Coleção
Enfim resolvi ver, depois de tanto lembrar, aquele passado eternizado nas páginas dos livros da minha coleção. Li e reli os volumes mais antigos e chorei os reeditados, que não foram poucos. Tirei o pó e procurei os contos mais cômicos. Ri e refiz o perfil dos personagens principais. Desenhei cada um deles sobre os rascunhos da minha memória.
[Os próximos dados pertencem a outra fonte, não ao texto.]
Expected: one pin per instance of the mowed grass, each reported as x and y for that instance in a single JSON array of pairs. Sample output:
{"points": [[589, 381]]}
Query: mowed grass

Nas primeiras páginas pude encontrar as pessoas e as coisas às quais eu dediquei minha obra. Nos prólogos, bem pouco de mim, muito pouco. No índice estavam, um a um, os capítulos da minha vida e seus títulos eram pensamentos meus. As ilustrações traziam cada rosto, cada paisagem, cada fase da lua, todos os meus sonhos. Dava pra sentir as emoções mais fortes brotarem das entrelinhas e inundarem as folhas que guardam histórias inalteradas, que nunca foram e nem poderiam ser apagadas.
Existiam trilogias, monólogos, diálogos e algumas partes em volume único. Estes eram especiais, singulares, dos quais nenhum momento poderia se aproximar: únicos.As crônicas mais interessantes, em negrito. As que eu preferia esquecer, mal impressas, mas visíveis.
Na capa estávamos eu e muitas outras faces que alguém ousou dizer que eram minhas. Na contracapa, dados que eu já não lembrava que eram meus e minhas dores: páginas molhadas pelas lágrimas que derramei por mim, por vocês, por nós.
Vi o volume dezoito completamente vazio e sem brilho. E quase no fim do dezessete estava eu, me vendo dentro de um livro, com outro livro nas mãos, e outro, e dentro deste mais outro. Na página seguinte linhas em branco: estava sentada sobre o presente.